Suboccipital Craniectomy Laminectomy Sample Report

DATE OF OPERATION: MM/DD/YYYY

PREOPERATIVE DIAGNOSIS: Chiari I malformation with cervical syrinx.

POSTOPERATIVE DIAGNOSIS: Chiari I malformation with cervical syrinx.

OPERATION PERFORMED:
1. Suboccipital craniectomy.
2. C1 laminectomy.
3. Duraplasty.

SURGEON: John Doe, MD

ANESTHESIA: General

INDICATIONS FOR OPERATION: The patient is a (XX)-year-old woman who presents with neck pain, progressive early signs of myelopathy, on imaging demonstrates cervical syrinx from C1 through T1, Chiari I malformation, cerebellar tonsils descending to the superior arch of C2 level. Indication, risks, and details for craniectomy with duraplasty has been explained to the patient. The patient requested to proceed with surgery.

OPERATIVE FINDINGS: Cerebellar tonsillar compression at the C1 ring level associated with fibrosis and thickening of the dura and dilation of the upper cervical cord consistent with the underlying syrinx.

DESCRIPTION OF OPERATION: The patient was taken to the operating room and underwent general anesthetic. She was given a gram of Ancef preoperatively, placed in the Mayfield headrest, rolled prone on chest rolls where her neck was kept in a neutral position. Posterior occipital cervical region was shaved, prepped, and draped out sterilely.

A midline incision was made reflecting the tissue away from the suboccipital bone, exposing C1 and C2. The occipital bone appeared to be somewhat flattened consistent with the underlying Chiari malformation. The bone was thinned out with a high-speed drill and decompressed completing a craniectomy in the suboccipital bone in an oval fashion, up to but not including the region of the transverse sinus. C1 arch was removed posteriorly as well. The midline dura was quite thickened at the level of the craniocervical junction. This tissue was sharply excised and then a midline opening in the dura made, extending from the superior portion of C2 up just to the right of the midline and then across the midline decompressing the cerebellar tonsils. They were noted to be somewhat scarred and very adherent to the underlying cervical cord at the C1 level. There was dilation of the cervical cord consistent with the underlying syrinx and significant flattening of the cerebellar tonsils. Using microdissection, the tonsils were freed up from the underlying cervical cord. A small amount of cautery used to shrink up the fibrotic portion of the tonsils and to allow for opening up of the entrance into the fourth ventricle.

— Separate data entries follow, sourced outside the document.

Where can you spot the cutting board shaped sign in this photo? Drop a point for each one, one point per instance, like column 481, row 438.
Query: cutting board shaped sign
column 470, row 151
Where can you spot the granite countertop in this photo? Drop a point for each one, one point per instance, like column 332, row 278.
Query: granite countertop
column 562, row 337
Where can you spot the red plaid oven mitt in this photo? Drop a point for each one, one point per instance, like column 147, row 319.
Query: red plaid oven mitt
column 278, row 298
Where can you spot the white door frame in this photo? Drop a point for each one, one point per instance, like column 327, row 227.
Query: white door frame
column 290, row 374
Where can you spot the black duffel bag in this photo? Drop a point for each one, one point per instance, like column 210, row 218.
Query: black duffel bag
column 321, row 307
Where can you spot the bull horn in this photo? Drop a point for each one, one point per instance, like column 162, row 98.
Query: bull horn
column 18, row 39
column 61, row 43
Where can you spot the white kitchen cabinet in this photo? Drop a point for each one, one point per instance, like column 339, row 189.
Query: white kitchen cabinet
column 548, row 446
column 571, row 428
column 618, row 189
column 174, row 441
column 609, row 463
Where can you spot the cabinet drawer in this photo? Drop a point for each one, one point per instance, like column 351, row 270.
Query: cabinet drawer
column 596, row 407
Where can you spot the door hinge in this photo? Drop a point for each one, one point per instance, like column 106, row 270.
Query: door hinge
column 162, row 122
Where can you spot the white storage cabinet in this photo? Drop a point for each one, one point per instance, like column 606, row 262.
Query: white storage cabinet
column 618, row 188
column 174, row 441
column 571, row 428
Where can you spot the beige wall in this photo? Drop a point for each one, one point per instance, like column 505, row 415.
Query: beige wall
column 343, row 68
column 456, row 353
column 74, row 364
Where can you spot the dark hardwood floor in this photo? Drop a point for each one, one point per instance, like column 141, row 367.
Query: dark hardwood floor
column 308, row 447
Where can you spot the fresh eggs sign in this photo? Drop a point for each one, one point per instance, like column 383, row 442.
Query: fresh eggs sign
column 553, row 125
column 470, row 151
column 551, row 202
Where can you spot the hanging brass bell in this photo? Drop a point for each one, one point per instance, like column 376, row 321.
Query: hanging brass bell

Following wide decompression, duraplasty was performed using a piece of ligamentum nuchae harvested during exposure. This was reapproximated in a watertight fashion with 4-0 Prolene in a running fashion. DuraGen and Gelfoam were placed over the exposure. The wound was closed in layers with Vicryl suture, 3-0 nylon for skin, and a dry dressing applied. The patient was rolled supine, extubated, and taken to the recovery room in stable condition. Sponge and needle counts were correct. Estimated blood loss was approximately 100 mL.